Nicole’s turn to alcohol in 2015 came as a surprise to all who knew her, Wilson told Southwest News Service. She’d never been known as a drinker prior to her physical transformation.
Wilson later learned about a phenomenon called transfer addiction, which occurs when an addict effectively trades one addictive substance for another as a means of filling the void left by the previous bent.
Nicole’s drinking after surgery started with just “one or two beers” and then became “excessive,” recalled Wilson.
As time went on, Nicole began to indulge in mixed drinks and spirits, including vodka “straight from the bottle” — a dangerous habit for someone with a recently shrunken stomach. Experts have warned that bariatric patients should steer clear of alcohol as their altered metabolisms and subsequent low blood sugar can make them more susceptible to its negative side effects.
“I believe there should have been counseling for Nicole,” the Hoosier said. “When you are obese your entire life the adjustment to how people treat you is huge.”
“When you can’t go to your usual comfort” — food, for Nicole — “you replace it with something else. In this case it was alcohol,” said Wilson, who now believes transfer addiction played a critical role in Nicole’s death at age 44.

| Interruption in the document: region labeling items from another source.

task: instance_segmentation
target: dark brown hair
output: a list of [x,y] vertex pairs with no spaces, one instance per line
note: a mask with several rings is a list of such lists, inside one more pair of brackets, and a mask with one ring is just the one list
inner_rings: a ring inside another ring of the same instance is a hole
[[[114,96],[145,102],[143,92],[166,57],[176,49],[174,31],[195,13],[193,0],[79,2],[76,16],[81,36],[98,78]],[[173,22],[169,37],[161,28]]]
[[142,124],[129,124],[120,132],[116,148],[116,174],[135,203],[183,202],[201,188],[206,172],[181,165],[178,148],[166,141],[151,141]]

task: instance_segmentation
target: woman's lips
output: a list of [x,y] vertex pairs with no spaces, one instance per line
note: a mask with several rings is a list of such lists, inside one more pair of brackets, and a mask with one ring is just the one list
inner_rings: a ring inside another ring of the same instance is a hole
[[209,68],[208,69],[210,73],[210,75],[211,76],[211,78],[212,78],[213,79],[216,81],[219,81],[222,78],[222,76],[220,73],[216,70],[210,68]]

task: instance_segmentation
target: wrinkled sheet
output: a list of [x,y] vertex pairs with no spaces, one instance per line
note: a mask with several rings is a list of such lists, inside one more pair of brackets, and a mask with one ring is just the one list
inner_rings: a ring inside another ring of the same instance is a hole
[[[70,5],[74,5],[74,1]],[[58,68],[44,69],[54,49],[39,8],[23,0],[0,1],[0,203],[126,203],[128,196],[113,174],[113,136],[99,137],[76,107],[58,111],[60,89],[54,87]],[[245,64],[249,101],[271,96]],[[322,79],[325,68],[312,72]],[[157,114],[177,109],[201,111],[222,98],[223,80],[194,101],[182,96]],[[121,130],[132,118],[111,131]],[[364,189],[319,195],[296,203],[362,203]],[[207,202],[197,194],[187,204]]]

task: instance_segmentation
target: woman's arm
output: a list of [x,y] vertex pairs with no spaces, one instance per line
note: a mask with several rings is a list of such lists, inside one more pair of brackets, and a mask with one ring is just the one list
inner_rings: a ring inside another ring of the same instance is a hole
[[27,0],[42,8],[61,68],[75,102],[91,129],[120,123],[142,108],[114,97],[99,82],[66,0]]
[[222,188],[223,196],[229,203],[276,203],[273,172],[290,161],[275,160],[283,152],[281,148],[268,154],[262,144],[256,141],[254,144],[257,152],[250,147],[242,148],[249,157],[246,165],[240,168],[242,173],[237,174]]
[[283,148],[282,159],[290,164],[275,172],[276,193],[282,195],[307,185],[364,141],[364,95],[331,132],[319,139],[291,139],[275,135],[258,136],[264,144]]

Wilson and her family were soon compelled to stage an intervention for Nicole — but their pleas couldn’t keep her away from the bottle. The longest that her sister abstained from liquor was about 35 days, Wilson said.
Nicole had also sought support from a Facebook group for transfer addiction. “She tried to get sober [and] she was so happy when she was sober, but the addiction just took over,” Wilson recalled.
Nicole’s death has since torn her family apart. Her father — who had been at her house mere hours before she took her last breath — “blamed himself” for not being there, according to Wilson.
Her blood alcohol level was 0.46 on the night of her departure — well over Indiana’s legal driving limit of 0.08.
Reflecting on the short life of her “best friend,” Amanda called Nicole “funny,” “quiet” and someone “who enjoyed life.”
She also called for better after-care. “The mental health aspect and realizing how differently you have been treated your whole life — there needs to be support for that,” Wilson suggested, adding that bariatric patients should be better screened psychologically and be more “properly educated” on the effects of surgery.
The Bariatric Centers of America recently observed that up to 30% of patients can experience transfer addiction following bariatric surgery.